# Freelancing for UK company. Living in Spain.



## barceloner (Mar 12, 2017)

Hello everybody,

This is my first post so please be gentle. 

Here's my situation. Right now I'm in London but I'm considering a move to Barcelona to follow my girlfriend who has recently landed her dream job there. She's from Barcelona so it's a return home for her.

There is a project that my employer outsources 4 times a year and my intention is to be the replacement provider of this service and to do the work from my home in Barcelona. It's a total of 10 weeks work made up of 2 lots of three weeks and 2 lots of two weeks (let me just check the maths, yep I didn't fluff it up ) spread across the year.

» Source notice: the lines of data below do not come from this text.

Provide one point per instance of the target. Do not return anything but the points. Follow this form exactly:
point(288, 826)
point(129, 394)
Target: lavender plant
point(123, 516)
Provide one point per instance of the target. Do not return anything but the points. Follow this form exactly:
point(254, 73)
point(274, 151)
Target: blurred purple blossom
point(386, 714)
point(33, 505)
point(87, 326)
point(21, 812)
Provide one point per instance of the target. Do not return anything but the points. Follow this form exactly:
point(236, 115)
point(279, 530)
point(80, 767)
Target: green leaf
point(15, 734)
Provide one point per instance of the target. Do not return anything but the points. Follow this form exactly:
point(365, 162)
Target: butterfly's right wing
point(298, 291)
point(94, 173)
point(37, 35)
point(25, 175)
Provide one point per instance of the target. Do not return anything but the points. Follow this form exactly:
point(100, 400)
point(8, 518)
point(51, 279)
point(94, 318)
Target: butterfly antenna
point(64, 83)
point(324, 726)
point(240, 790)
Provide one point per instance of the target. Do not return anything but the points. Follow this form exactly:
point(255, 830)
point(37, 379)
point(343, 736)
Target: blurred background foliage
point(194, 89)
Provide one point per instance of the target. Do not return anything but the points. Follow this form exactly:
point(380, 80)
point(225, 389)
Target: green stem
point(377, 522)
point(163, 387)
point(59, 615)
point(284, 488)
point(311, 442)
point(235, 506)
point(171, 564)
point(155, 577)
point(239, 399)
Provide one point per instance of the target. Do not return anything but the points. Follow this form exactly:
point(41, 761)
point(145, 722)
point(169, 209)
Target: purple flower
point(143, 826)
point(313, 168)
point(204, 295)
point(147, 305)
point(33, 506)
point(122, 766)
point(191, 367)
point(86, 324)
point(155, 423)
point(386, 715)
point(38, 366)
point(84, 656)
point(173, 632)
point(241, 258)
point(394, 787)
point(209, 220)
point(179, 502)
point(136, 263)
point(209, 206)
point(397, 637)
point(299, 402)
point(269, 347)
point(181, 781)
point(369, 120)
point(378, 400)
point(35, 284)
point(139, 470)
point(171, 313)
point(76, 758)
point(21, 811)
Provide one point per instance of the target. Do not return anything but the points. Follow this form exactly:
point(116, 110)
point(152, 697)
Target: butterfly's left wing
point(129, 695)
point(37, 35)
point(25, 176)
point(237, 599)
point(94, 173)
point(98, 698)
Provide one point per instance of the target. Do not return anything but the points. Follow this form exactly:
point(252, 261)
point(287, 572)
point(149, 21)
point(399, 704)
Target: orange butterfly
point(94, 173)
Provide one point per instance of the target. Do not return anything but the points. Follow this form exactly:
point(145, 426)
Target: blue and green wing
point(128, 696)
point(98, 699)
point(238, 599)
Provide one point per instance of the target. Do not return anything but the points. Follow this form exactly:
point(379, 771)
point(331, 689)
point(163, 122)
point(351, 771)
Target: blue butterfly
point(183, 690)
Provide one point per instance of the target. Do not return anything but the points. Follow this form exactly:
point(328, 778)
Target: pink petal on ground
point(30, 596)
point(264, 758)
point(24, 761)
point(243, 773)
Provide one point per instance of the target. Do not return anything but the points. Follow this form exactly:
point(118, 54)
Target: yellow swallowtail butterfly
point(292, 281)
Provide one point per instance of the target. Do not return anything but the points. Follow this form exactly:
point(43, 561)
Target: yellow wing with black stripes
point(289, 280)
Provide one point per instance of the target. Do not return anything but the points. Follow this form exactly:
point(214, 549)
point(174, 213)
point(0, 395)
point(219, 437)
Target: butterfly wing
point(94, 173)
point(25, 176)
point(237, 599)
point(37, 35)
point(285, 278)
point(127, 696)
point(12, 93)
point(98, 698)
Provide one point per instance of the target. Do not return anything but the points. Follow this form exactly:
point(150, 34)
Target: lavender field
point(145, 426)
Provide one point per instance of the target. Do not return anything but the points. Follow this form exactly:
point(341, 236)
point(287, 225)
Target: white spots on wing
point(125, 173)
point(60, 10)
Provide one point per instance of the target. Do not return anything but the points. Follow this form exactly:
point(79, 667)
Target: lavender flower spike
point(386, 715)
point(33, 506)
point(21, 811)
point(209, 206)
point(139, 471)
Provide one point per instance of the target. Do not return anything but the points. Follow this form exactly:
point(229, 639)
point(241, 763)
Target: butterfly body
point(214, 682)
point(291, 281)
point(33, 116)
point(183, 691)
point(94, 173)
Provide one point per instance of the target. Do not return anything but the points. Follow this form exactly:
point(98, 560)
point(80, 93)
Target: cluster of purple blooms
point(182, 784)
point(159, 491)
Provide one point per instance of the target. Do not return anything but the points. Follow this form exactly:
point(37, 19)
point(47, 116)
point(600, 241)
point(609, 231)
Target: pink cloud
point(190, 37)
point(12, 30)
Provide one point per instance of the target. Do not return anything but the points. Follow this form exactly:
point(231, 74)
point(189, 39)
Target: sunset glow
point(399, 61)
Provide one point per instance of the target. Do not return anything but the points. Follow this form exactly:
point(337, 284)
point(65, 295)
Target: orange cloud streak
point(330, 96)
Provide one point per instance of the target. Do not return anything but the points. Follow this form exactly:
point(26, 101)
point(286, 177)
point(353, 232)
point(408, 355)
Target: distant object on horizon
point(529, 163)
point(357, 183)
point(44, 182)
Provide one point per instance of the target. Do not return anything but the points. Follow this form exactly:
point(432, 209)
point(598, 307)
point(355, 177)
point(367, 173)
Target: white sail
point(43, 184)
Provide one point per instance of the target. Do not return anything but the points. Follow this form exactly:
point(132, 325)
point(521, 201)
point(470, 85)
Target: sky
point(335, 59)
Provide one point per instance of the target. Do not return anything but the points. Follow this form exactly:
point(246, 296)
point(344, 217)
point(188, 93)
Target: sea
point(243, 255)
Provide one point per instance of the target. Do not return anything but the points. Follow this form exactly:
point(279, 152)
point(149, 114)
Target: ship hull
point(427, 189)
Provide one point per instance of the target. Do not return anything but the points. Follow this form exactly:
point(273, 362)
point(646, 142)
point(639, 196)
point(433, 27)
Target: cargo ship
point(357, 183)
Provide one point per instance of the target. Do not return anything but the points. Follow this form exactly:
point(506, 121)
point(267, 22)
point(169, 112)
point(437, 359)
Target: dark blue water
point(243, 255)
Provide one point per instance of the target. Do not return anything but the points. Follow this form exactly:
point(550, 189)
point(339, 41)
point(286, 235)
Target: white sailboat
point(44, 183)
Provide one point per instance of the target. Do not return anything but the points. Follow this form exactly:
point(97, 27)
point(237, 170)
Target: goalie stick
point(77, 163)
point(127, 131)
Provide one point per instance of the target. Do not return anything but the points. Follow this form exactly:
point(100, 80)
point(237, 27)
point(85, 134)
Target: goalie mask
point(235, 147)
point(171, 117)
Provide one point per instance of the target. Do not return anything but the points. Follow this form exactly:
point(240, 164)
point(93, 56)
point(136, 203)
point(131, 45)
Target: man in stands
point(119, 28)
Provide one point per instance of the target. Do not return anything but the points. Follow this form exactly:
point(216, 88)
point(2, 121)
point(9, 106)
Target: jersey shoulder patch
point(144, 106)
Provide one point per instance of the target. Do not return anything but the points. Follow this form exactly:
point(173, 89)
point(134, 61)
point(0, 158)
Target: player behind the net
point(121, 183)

The income from this would be enough for me to survive on but with another 42 weeks of the year left available I'd be a fool to not consider supplementing my income with additional work (give or take the odd trip abroad). Are there income thresholds I should bear in mind?

My first main question is, where should I be registered to pay tax? This will be my first time being self-employed in either country so have zero experience with this. Does it make any difference which country the money is coming from? Could I continue to be registered in the UK, earn money from a UK company, but just happen to be living in Spain?

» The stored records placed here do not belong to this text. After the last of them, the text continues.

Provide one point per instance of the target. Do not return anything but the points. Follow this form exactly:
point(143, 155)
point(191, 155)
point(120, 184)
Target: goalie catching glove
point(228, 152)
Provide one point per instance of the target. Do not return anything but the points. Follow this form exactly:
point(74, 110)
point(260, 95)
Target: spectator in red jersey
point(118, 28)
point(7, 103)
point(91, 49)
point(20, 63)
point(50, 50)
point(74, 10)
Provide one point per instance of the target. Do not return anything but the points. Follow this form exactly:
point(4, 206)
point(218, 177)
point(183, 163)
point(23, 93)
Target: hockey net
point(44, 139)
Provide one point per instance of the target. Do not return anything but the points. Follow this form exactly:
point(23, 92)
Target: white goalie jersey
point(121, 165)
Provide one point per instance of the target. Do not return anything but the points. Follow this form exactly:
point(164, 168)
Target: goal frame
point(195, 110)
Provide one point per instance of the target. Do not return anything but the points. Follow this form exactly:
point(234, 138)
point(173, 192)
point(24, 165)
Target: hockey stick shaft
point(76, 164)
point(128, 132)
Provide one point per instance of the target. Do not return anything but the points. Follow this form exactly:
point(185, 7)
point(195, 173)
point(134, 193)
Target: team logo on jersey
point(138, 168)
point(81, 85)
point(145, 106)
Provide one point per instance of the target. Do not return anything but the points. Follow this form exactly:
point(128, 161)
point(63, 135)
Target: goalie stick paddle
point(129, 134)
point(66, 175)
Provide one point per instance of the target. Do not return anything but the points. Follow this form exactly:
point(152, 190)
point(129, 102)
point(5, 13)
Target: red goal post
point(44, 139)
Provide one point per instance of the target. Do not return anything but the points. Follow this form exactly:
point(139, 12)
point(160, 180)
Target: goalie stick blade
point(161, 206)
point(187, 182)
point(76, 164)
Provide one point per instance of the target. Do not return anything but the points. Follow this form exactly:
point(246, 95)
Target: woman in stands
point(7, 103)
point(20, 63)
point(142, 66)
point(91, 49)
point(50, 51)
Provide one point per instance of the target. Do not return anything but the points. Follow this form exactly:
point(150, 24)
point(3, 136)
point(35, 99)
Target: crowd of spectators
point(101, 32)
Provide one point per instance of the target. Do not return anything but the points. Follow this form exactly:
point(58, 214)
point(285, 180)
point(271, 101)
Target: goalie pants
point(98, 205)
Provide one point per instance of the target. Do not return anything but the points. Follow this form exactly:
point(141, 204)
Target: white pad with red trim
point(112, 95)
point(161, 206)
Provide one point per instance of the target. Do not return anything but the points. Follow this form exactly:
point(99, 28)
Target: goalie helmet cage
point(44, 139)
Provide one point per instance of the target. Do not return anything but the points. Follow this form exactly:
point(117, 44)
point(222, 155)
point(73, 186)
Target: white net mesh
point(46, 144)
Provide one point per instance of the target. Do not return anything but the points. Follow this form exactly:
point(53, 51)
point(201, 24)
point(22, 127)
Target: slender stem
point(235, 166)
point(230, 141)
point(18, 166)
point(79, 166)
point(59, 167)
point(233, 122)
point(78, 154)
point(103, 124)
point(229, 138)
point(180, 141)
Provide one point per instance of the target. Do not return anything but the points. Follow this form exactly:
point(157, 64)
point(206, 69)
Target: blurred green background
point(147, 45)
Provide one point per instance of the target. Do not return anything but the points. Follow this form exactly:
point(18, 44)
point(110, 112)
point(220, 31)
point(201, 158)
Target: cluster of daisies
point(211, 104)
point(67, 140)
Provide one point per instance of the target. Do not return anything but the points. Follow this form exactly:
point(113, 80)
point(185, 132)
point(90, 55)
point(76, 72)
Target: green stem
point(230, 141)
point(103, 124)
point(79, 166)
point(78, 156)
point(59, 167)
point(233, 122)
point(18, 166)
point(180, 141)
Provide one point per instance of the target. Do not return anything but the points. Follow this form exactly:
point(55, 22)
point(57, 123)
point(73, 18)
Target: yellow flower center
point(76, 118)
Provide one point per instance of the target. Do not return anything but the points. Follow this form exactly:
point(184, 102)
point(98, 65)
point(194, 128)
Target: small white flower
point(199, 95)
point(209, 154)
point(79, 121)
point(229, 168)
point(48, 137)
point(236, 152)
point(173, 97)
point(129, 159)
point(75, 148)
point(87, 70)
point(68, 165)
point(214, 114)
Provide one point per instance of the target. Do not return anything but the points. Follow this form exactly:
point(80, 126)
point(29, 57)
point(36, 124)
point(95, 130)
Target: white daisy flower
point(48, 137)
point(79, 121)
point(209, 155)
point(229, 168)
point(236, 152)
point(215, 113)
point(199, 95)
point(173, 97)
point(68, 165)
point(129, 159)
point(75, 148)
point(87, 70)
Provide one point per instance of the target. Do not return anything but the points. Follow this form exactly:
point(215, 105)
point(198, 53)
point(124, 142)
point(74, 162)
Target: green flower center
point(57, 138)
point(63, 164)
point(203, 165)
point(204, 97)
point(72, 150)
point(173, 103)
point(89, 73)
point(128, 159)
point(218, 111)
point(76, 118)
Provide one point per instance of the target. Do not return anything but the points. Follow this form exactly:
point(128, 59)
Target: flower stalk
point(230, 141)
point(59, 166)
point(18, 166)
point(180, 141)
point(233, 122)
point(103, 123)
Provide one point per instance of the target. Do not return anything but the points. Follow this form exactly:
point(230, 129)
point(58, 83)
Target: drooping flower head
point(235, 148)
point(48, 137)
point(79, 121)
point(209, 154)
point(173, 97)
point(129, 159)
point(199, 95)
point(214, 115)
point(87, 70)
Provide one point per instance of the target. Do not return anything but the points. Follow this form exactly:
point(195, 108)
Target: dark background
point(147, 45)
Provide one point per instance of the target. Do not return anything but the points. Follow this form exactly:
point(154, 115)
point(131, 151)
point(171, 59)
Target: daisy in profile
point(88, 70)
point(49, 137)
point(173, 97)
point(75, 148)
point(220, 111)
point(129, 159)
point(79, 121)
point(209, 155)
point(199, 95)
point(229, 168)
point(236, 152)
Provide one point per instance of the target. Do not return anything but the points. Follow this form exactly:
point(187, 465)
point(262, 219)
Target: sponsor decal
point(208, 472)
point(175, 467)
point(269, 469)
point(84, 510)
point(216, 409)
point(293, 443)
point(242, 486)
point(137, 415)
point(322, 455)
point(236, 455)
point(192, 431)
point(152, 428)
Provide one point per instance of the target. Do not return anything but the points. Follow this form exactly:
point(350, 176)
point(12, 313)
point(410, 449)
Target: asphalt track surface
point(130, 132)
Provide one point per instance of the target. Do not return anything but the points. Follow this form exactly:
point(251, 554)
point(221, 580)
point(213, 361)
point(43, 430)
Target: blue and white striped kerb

Secondly, is there anything else I need to consider? With the "Brexit button" supposedly about to be pushed is there anything I'd likely be better off doing sooner rather than later?

Thank you all so much in advance for your advice.


----------



## Chopera (Apr 22, 2013)

You pay tax in the country you spend most of the year living in. However in Spain it is not just a case of registering to pay tax, you also need to pay social security and, if your employer is unable to give you a contract where they handle the social security payments for you, then you'll probably have to register as an autonomo (freelancer) and handle these payments yourself. If you hunt around in this forum you should find information on what this involves.

If possible I would make sure you move to Spain after June, so you spend less than 6 months of this year in Spain and remain a UK tax resident, and then in theory you won't have to worry about paying tax in Spain until after June 2018.


----------



## CharlieMCFC (Jan 27, 2016)

I mostly concur with Chopera although I didn't think that you needed to pay social security, you can pay for private health care instead.


----------



## snikpoh (Nov 19, 2007)

CharlieMCFC said:


> I mostly concur with Chopera although I didn't think that you needed to pay social security, you can pay for private health care instead.


You don't have a choice. You have to be autonomo (self-employed) in Spain, and this requires monthly SS to be paid.


----------